Powered Air Purifying Respirators (PAPRs). One of the highest levels of workplace protection provided is with powered air purifying respirator (PAPR) devices. PAPRs consist of a battery-powered air handler or blower that draws ambient air through a filter cartridge, directing the purified air to headgear such as a mask, hood or helmet. The power unit generates positive pressure inside the mask, which serves to keep unfiltered ambient air from entering the headgear and being potentially inhaled by the user.
This positive pressure feature means that the fit of the headgear used with PAPRs need not form a tight seal, unlike the N95 mask where the tight fit to the face is a key requirement. This capability means that users with facial hair are able to wear the respirators because if there is a break in the seal, the air is pushing outwards, preventing any air from entering.

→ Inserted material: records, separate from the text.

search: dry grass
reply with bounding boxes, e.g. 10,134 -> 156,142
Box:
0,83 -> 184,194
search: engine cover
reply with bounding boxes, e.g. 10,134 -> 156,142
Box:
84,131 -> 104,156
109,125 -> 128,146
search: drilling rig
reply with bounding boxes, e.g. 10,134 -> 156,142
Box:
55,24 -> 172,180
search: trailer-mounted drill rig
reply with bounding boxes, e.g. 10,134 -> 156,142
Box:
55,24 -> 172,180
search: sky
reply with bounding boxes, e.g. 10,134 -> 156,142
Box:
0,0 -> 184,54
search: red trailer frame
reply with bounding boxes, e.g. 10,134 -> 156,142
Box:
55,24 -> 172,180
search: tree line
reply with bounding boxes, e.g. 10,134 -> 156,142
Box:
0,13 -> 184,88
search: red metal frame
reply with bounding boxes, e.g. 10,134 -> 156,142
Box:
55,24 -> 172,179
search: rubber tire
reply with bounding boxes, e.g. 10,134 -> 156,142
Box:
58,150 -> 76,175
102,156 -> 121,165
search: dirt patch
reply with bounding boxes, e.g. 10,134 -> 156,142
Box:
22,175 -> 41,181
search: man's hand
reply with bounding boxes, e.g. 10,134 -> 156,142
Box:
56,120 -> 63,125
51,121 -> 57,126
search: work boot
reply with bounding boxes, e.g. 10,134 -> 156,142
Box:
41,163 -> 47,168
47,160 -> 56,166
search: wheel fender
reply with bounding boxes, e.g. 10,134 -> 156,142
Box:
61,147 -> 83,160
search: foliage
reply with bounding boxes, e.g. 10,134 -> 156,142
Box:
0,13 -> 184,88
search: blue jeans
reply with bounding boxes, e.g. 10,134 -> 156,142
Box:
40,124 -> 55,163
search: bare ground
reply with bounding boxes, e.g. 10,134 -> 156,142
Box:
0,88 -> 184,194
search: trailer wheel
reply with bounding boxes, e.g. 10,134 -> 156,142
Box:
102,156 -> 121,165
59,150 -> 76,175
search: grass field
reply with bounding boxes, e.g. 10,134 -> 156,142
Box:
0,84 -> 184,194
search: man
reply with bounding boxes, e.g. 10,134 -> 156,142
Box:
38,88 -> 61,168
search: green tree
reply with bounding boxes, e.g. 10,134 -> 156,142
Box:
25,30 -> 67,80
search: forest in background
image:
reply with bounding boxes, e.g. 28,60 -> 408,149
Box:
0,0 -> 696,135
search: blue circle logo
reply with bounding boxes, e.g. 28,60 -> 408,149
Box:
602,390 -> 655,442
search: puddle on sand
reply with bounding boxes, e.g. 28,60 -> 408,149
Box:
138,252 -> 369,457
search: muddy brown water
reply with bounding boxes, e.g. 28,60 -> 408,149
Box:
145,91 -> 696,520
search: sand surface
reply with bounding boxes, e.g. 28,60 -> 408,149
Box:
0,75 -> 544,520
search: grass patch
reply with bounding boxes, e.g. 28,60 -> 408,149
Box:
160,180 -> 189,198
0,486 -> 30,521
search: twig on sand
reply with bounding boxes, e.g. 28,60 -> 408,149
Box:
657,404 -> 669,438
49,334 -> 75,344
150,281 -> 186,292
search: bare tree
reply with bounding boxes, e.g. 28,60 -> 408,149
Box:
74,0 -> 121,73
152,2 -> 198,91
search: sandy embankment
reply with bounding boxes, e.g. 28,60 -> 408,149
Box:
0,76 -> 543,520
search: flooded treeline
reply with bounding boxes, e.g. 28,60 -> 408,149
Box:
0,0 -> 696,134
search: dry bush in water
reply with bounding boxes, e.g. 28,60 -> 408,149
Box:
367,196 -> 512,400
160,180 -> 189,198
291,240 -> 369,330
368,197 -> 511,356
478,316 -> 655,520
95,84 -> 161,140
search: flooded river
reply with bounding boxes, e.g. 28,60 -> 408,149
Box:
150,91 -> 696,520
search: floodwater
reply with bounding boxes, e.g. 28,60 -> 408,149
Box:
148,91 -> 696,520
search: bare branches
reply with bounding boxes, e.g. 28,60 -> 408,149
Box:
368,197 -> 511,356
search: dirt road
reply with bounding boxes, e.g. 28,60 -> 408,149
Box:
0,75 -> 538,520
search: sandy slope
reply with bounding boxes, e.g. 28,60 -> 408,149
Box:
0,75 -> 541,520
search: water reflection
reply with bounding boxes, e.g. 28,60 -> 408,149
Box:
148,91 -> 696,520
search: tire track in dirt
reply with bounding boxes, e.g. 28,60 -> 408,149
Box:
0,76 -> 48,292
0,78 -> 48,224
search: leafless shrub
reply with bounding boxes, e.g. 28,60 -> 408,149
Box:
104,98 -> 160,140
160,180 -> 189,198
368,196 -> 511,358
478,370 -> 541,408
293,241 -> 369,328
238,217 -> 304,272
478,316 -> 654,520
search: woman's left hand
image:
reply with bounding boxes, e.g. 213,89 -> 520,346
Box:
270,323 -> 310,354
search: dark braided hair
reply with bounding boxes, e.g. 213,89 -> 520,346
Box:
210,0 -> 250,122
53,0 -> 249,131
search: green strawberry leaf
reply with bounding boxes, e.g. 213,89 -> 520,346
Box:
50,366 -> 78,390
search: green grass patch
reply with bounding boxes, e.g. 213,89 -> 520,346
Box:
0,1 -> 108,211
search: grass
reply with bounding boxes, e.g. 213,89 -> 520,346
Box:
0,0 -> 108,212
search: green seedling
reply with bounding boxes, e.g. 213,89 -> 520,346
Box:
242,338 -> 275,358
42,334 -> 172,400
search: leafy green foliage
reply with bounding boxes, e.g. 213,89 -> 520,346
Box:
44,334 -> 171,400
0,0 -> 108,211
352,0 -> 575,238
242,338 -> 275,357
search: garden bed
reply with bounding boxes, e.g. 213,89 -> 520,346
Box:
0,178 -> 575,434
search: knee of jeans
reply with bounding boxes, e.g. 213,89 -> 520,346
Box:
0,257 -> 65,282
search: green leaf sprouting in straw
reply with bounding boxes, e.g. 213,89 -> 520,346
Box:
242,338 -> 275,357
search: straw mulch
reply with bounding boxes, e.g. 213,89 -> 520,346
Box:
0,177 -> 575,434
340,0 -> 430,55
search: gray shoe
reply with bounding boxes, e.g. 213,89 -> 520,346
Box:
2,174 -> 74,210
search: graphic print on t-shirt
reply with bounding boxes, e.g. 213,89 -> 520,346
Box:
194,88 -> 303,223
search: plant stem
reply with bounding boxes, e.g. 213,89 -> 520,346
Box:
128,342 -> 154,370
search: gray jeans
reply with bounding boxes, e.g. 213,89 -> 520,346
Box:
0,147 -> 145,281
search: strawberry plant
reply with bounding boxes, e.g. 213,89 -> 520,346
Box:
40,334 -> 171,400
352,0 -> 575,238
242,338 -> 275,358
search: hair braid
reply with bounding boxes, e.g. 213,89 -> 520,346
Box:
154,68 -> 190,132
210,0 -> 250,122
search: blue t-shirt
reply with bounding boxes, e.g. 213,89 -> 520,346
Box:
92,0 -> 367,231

PAPRs are capable of filtering anywhere from 96 percent of contaminants at the low end to upwards of 99.9 percent at the higher end of the filtration metric. With a positive pressure respirator, there is significantly less risk of airborne contaminants breaching the mask and the wearer inhaling contaminants even during inadvertent mask movement, such as when the wearer adjusts the mask or speaks.
Adoption of RPE
Many operations inherently require staff to be active—moving in and out of the contaminated area. These operations can also involve staff in physically demanding tasks in hot temperatures over long shifts or in remote or constantly new locations. In today’s world, teams can be working around the clock to deliver care, productivity or efficiency targets. Despite offering a higher level of protection, many employers are unable to practically deploy traditional belt mounted hood PAPRs—which are complex and slow to don. They cannot be stored, carried or worn in mobile or remote work and are difficult to clean and disinfect in clinical settings.
For employers who invest in large hooded PAPR systems, the complex parts (increasing time for assembly and donning), see these PAPRs being underused, as staff tend to opt for fast and simple masks or nothing at all. RPE is not protective if systems cannot be adopted or used correctly.
A Breath of Fresh Air
In the last 20 years, technology has driven unprecedented advances in equipment transforming the health and safety of workers around the world. With advances in respirator technology, workers can feasibly have the option of comfortable and easy-to-use PAPRs. Where once these were belt mounted and cumbersome, companies have developed lightweight, compact products which enable staff to rapidly put on their masks and freely undertake activities like bending, sitting and getting in and out of vehicles.
Now employers can access a high protection, sustainable mask that staff can readily use in many modes of work and applications. Industries such as mining, metal works and stonemasonry, where workers are exposed to harmful contaminants such as coal dust, silica and welding fumes, have welcomed an alternative.
The Importance of Internationally Recognized PPE
Respiratory protection has never been more important. Employers should be able to purchase reliable equipment and workers should be able to wear their RPE with confidence.
The importance of internationally recognized certifications and approvals has yet again been highlighted following increased reporting of counterfeit and poor-quality filtering facepiece respirators and PPE. U.S. regulators recently banned the products of one of the world’s largest N95 manufacturers due to unsatisfactory quality management systems. This ruling serves as a reminder that highly protective, approved mask solutions are available and can be deployed immediately. Better PPE gives everyone peace of mind.
When reviewing respiratory protection, employers should look for international certifications from the National Institute for Occupational Safety and Health (NIOSH), Europe’s CE mark or Australia’s Therapeutic Goods Administration (TGA).